Burke’s chapter on the Education Department proposes a seismic overhaul of the federal education infrastructure—converting funding for students with disabilities and students from low-income communities, the two largest sources of federal education money, to “no-strings-attached” block grants to states that could even flow directly to parents to spend outside of public schools; moving the department’s various services to other federal agencies; and using federal funds to expand school choice.

Project 2025 proposes eliminating Title I grants to states—currently an $18.4 billion funding stream that flows to most schools—after a decade.

In a 2024 interview with Rick Hess, the director of education policy studies at the American Enterprise Institute and an Education Week opinion contributor, Burke said Project 2025 sought to reshape education by making federal investments more accountable—arguing that the federal government isn’t held accountable when systems fall short.

“Providers are simply not held accountable to the people they’re supposed to serve,” she said. “The reforms we outline would recalibrate accountability so that it is directed horizontally to parents and taxpayers rather than vertically to Washington.”

Burke argued abolishing the department wouldn’t mean getting rid of key civil rights protections for students, but “the removal of myriad ineffective programs and inflationary spending”—something Education Secretary Linda McMahon has repeated in appearances before lawmakers.

Lindsey Burke, center for education policy director at the Heritage Foundation, speaks during an event hosted by the foundation on parental control in schools May 15, 2024, in Washington, D.C.

Burke—who previously worked as a fellow at school choice advocacy group EdChoice and on a number of advisory boards regarding education—has penned numerous education policy reports.

Proposals authored by Burke—such as offering school vouchers to military families and overturning or challenging the landmark U.S. Supreme Court ruling that protects undocumented families’ right to a free public education—have been championed by conservative lawmakers, even if they don’t appear in the controversial white paper itself.

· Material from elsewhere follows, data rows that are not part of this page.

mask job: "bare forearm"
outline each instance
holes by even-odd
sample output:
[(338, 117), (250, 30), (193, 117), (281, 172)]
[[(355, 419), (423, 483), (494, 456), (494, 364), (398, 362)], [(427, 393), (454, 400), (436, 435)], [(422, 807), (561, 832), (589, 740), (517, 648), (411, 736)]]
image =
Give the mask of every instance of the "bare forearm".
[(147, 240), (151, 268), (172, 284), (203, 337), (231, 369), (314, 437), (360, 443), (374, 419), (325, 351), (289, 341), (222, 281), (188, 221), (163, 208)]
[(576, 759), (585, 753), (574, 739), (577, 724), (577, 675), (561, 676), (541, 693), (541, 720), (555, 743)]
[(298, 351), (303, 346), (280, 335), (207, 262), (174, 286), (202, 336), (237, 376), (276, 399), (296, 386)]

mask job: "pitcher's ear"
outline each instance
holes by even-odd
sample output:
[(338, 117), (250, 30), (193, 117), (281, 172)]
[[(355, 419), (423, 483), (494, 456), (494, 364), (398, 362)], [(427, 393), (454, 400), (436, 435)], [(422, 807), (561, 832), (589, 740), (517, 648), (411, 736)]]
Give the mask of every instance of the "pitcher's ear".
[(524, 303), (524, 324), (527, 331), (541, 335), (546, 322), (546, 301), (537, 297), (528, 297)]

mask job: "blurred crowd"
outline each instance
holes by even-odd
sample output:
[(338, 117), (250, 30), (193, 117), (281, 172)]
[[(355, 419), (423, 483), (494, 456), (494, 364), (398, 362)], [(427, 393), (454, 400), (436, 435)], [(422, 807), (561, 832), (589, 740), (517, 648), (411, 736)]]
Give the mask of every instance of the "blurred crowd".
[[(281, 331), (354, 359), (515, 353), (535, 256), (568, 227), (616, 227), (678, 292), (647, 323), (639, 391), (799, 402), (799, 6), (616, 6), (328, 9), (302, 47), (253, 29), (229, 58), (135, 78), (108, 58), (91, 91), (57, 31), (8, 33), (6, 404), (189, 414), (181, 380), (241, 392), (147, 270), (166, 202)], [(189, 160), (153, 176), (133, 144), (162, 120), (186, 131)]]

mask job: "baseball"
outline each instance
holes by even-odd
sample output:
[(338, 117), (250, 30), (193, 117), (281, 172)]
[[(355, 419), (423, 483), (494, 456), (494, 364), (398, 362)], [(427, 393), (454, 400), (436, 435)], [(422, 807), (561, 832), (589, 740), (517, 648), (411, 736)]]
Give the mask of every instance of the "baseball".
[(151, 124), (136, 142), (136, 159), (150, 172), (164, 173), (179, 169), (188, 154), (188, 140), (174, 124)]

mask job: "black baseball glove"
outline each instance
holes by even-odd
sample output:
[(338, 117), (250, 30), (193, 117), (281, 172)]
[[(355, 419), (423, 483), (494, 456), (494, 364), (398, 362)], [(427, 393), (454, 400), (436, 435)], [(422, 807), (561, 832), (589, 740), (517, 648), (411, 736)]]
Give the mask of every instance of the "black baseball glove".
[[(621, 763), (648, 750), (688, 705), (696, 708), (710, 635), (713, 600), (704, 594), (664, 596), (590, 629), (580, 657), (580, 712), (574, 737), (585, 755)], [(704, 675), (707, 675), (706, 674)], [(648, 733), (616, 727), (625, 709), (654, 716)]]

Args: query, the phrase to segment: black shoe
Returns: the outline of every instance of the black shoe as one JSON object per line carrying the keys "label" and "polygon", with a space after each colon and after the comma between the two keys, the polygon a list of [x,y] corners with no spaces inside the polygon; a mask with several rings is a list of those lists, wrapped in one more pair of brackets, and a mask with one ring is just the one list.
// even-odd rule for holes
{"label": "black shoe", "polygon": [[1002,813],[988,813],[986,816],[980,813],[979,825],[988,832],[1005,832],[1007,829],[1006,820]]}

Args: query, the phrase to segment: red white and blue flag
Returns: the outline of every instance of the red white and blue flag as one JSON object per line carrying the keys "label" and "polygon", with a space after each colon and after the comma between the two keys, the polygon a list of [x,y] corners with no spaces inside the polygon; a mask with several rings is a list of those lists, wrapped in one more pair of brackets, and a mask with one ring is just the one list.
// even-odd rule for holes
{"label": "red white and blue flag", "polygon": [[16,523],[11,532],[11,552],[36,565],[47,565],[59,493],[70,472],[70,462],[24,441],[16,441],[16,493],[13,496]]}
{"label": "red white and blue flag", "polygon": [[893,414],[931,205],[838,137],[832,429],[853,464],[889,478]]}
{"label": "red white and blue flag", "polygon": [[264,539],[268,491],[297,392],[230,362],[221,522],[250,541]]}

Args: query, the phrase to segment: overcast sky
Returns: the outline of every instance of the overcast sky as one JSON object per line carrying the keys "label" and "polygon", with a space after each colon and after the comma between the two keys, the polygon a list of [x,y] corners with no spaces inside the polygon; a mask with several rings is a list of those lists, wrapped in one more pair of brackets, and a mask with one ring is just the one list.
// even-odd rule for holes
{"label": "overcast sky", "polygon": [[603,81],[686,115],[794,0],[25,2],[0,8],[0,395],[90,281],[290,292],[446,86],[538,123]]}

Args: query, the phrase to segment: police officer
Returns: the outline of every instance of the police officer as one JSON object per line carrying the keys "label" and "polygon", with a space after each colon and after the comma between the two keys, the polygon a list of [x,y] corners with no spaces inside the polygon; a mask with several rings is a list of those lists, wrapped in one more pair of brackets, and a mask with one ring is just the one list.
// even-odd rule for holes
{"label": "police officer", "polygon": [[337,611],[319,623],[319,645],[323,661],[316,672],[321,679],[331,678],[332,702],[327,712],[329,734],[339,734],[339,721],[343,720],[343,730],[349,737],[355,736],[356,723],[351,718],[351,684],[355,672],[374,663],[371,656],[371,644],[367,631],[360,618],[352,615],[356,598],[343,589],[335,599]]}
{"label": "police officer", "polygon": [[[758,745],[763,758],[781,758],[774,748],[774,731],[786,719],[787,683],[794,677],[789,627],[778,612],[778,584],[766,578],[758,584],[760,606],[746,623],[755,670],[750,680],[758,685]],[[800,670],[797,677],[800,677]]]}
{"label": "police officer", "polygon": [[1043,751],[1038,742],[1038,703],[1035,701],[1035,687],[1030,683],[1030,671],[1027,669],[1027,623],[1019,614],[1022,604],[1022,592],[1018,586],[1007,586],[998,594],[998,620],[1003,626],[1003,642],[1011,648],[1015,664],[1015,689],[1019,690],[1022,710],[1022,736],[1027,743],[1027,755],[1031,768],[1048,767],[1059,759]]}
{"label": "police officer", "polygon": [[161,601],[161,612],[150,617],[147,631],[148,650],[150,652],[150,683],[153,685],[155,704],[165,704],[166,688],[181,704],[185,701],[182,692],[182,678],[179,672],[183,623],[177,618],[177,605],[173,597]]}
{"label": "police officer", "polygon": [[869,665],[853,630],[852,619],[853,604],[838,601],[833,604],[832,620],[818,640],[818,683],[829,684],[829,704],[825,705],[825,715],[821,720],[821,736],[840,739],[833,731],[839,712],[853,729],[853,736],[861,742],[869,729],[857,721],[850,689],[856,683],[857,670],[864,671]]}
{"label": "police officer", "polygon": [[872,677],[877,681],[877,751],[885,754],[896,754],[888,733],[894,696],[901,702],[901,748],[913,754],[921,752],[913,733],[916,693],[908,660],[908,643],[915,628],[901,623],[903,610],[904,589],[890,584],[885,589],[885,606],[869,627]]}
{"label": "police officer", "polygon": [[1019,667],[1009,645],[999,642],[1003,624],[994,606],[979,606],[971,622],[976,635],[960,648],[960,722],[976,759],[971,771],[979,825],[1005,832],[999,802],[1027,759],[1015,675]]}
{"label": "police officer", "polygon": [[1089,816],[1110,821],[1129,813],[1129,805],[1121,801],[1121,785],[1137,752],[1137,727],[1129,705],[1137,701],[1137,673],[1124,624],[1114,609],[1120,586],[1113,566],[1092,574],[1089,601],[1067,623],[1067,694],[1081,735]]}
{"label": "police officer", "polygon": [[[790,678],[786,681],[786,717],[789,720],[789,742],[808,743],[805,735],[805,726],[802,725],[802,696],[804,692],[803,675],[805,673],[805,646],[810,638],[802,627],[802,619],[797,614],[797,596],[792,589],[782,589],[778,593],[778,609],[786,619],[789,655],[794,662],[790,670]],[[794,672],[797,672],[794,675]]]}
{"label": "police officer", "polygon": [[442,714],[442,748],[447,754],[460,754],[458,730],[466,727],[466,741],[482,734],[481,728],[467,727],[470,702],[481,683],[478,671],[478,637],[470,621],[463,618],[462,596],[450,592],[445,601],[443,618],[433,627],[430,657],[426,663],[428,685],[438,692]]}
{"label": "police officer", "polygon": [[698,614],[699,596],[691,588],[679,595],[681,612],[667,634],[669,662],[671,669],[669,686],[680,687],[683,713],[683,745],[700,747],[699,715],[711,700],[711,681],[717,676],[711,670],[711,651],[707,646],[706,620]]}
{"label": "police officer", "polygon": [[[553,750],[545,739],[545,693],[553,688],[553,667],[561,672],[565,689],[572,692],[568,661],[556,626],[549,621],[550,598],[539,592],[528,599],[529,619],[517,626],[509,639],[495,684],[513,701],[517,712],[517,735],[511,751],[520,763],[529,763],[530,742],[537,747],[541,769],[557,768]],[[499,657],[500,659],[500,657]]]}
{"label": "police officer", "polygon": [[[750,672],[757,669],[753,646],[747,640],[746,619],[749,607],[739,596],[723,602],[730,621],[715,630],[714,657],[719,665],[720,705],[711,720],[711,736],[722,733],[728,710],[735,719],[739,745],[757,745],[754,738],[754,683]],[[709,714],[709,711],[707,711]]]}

Heritage Foundation president Kevin Roberts called Burke “the intellectual backbone of the school choice movement” and “one of the most respected, principled, and effective leaders in the conservative movement.” He said in a statement that her Education Department appointment was “a landmark victory for American education.”

What Trump has already done from Project 2025

Some of Burke’s proposals have already begun to filter into education policy during Trump’s second term.

Trump signed an executive order calling on McMahon to “facilitate” the closure of the Education Department. He rescinded a longstanding memo that largely prevented immigration agents from carrying out arrests and raids at schools and bus stops. He rolled back protections for transgender students under Title IX, the federal anti-sex discrimination law, and made it U.S. policy to only recognize two sexes.

He is also pushing to expand school choice within the limits of his executive authority, including by directing the secretaries of defense and the interior to develop plans for expanding choice at the school systems they oversee.

Both Trump and McMahon have floated other ideas that align with the Project 2025 blueprint—like moving oversight of the Individuals with Disabilities Education Act to the U.S. Department of Health and Human Services and the office for civil rights to the U.S. Department of Justice.

Burke told Hess in 2024 that the white paper “provides a menu of options” for building on Trump’s first term.

“[S]everal Republican presidents have taken and implemented our policy suggestions,” Burke said in the interview. “We remain true to that mission and will continue to offer policy recommendations to conservative administrations, but it is ultimately up to the president to decide which policies to implement.”